Asosiasi Pengusaha Indonesia (Apindo) menilai bahwa kebijakan pemerintah melonggarkan syarat Tingkat Komponen Dalam Negeri (TKDN) untuk barang impor dari Amerika Serikat (AS) tidak akan serta-merta menurunkan minat investasi asing langsung (foreign direct investment/FDI) maupun memicu pemutusan hubungan kerja (PHK).
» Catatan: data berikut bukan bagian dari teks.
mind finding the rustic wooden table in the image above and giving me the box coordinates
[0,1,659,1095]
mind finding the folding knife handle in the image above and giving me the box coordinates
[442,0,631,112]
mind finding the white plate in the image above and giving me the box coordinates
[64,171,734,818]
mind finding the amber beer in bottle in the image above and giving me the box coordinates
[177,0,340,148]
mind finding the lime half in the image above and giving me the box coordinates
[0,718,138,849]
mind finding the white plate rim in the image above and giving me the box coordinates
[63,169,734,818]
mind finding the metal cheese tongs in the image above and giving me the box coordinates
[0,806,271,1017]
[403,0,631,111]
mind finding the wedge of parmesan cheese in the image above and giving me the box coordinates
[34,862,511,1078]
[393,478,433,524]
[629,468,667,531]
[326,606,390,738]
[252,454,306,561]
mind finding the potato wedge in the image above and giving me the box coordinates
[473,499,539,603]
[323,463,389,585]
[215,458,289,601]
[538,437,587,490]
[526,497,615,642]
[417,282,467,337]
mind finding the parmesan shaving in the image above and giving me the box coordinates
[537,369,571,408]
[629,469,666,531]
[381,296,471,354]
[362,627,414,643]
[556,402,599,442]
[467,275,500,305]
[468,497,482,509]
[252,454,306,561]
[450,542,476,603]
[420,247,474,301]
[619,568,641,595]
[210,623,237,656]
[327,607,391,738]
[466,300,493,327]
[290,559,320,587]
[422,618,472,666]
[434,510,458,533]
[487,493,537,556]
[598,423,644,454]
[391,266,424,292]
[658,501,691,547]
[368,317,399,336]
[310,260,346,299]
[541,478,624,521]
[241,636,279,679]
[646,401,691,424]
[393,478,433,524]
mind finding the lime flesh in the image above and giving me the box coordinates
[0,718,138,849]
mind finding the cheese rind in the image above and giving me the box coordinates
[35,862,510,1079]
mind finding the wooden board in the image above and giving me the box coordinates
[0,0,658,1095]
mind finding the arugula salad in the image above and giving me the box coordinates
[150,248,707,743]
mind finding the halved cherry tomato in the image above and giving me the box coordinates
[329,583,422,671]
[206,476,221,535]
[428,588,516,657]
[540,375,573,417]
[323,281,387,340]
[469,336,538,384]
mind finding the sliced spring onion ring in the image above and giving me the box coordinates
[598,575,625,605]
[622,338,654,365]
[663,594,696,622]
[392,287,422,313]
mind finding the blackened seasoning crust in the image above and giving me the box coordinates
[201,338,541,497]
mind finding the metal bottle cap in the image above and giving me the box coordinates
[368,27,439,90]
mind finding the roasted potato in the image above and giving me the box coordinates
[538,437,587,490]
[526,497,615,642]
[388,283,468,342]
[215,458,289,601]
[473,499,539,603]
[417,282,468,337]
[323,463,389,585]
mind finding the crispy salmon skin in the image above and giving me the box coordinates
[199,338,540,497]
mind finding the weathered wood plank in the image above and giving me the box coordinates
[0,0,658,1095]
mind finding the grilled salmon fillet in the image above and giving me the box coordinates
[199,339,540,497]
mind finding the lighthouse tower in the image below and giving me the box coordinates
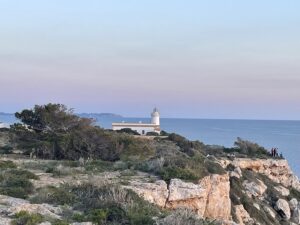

Ketua Umum Apindo, Shinta Kamdani, menyatakan permasalahan utama dalam daya saing investasi Indonesia tidak semata-mata terletak pada TKDN, melainkan lebih pada kompleksitas regulasi dan iklim berusaha secara umum. Ia menekankan pelonggaran TKDN bukanlah faktor tunggal yang menentukan permasalahan industri dalam negeri.
“Jadi bukan berarti kalau kemudian kita mengurangi TKDN, (impor) menjadi dipermudah dan lain-lain, itu kemudian tidak bisa mendorong lebih banyak investasi yang masuk. Karena elemen daripada attractiveness atau daya saing dari Indonesia itu jauh melebihi daripada hanya urusan TKDN,” kata Shinta dalam konferensi pers Rakerkornas Apindo 2025 di Jakarta Selatan, Selasa (29/7).
Shinta juga memastikan kekhawatiran pelonggaran TKDN akan menimbulkan gelombang PHK tidak berdasar. Menurutnya, pelaku usaha justru akan terdorong untuk tetap menciptakan lapangan kerja melalui pengembangan industri dalam negeri, selama proses deregulasi dan perbaikan iklim usaha terus dijalankan.
“Saya rasa enggak ya (picu PHK), menurut saya itu tidak directly related antara TKDN dan PHK,” ujar Shinta.

Meskipun secara konsep pelonggaran TKDN dapat memicu peningkatan impor karena tidak lagi mewajibkan kandungan lokal dalam produksi, tetapi hal tersebut tidak serta-merta terjadi di lapangan. Ia menegaskan bahwa Indonesia tetap memiliki aturan-aturan main yang mengatur masuknya barang impor sehingga dampaknya tidak sesederhana yang dikhawatirkan.
Permudah Izin
Menurutnya, isu utama yang lebih mendesak adalah deregulasi. Ia menyebut Indonesia masih tertinggal dibanding negara tetangga dalam hal kemudahan berusaha. Masalah perizinan, regulasi yang tumpang tindih antara pusat dan daerah, serta prosedur administratif yang berbelit-belit, menjadi penghambat utama masuknya investasi baru.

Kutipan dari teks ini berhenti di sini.